Following this question, I'm attempting to load a 40 GB TAR file with bz2-compressed json files into PostgreSQL in an effecient manner.
As per the answer mentioned above, I'm trying to separate the process and use external tools to create the following flow.
- Open & Extract the files to SDOUT with TAR (bsdtar in this case, as TAR does not include extracting in its Windows build), only *.bz2 files.
- Extract the *BZ2 files with a call to bzcat (export to sdout)
- Open this in my python script 'file_handling', which maps each incoming line to a tweet and outputs this as a csv to stdout
- Pipe this to PSQL to load it into one COPY command.
I'm currently getting an error when arriving at bzcat, this is what I have to build line that executes the above:
pipeline = [filename[1:3] + " && ", # Change drive to H so that TAR can find the file without a drive name (doesn't like absolute paths, apparently).

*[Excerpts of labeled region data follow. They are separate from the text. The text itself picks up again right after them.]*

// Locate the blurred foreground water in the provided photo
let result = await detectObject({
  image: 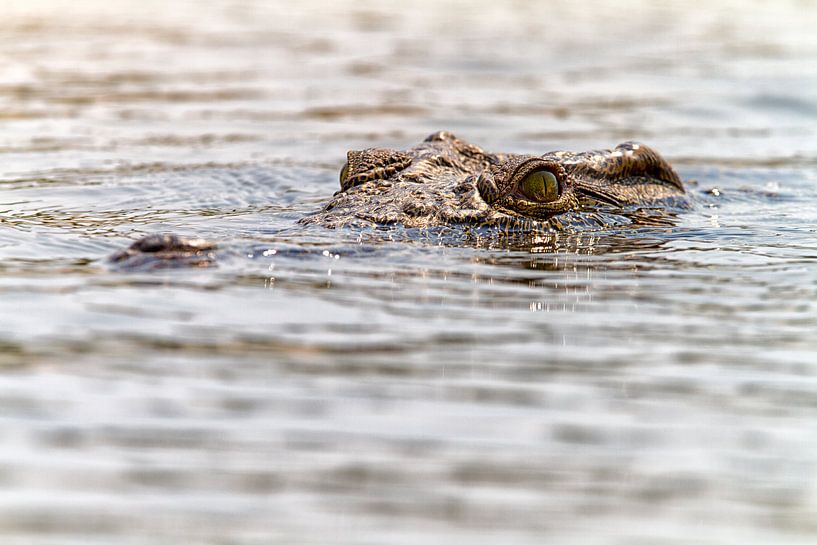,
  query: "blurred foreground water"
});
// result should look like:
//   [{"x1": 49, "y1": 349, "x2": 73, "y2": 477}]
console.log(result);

'"C:\\Tools\\GnuWin32\\gnuwin32\\bin\\bsdtar" vxOf ' + filename_nodrive + ' "*.bz2"', # Call to tar, outputs to stdin
" | C:\\Tools\\GnuWin32\\gnuwin32\\bin\\bzcat.exe"#, # Forward its output to bzcat
' | python "D:\Cloud\Dropbox\Coding\GitHub\pyTwitter\pyTwitter_filehandling.py"', # Extract Tweets
' | "C:\Program Files\PostgreSQL\9.4\bin\psql.exe" -1f copy.sql ' + secret_login_d
]
module_call = "".join(pipeline)
module_call = "H: && "C:\Tools\GnuWin32\gnuwin32\bin\bsdtar" vxOf "Twitter datastream/Sourcefiles/archiveteam-twitter-stream-2013-01.tar" "*.bz2" | C:\Tools\GnuWin32\gnuwin32\bin\bzcat.exe | python "D:\Cloud\Dropbox\Coding\GitHub\pyTwitter\pyTwitter_filehandling.py" | "C:\Program Files\PostgreSQL\9.4in\psql.exe" -1f copy.sql "user=xxx password=xxx host=localhost port=5432 dbname=xxxxxx""

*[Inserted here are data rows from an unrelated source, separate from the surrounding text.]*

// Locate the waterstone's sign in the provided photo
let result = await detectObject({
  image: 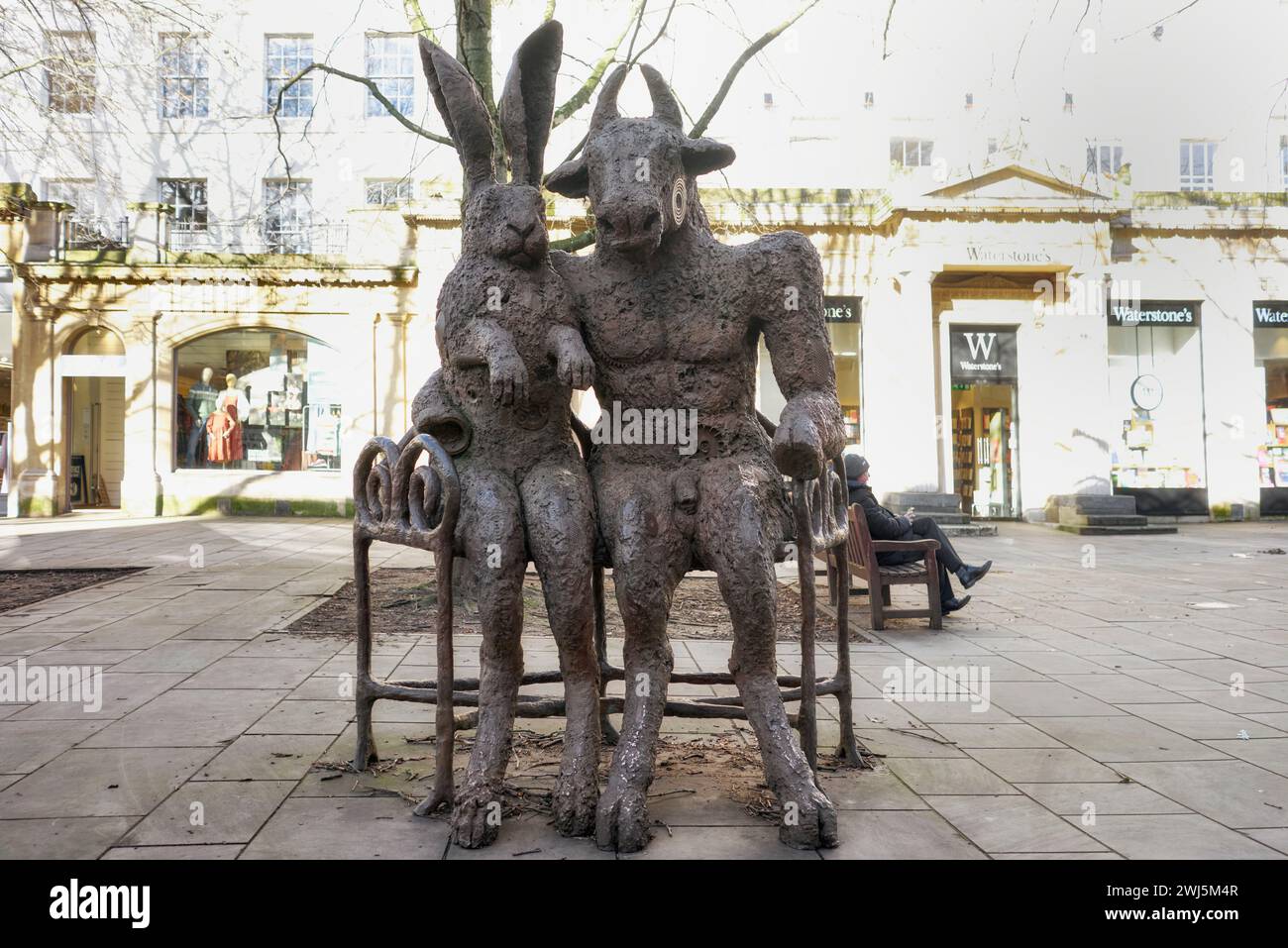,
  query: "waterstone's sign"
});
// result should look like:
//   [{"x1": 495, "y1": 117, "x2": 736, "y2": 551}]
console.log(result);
[
  {"x1": 1252, "y1": 300, "x2": 1288, "y2": 330},
  {"x1": 823, "y1": 296, "x2": 863, "y2": 322},
  {"x1": 966, "y1": 244, "x2": 1055, "y2": 264},
  {"x1": 1109, "y1": 300, "x2": 1199, "y2": 326},
  {"x1": 948, "y1": 329, "x2": 1018, "y2": 382}
]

When executing the code for TAR, the TAR file is outputted to the CMD prompt, hinting me that all is well. However, the bzcat line brings an error:
x 01/29/06/39.json.bz2
bzcat.exe: Data integrity error when decompressing.
Input file = (stdin), output file = (stdout)
It is possible that the compressed file(s) have become corrupted.
You can use the -tvv option to test integrity of such files.
Running -tvv gives me:
huff+mtf data integrity (CRC) error in data
I've tried to extract the same archive with 7-zip (GUI): this still works. Any help on how to troubleshoot this would be greatly appreciated. I'm running Windows 8.1 with GNUWin32.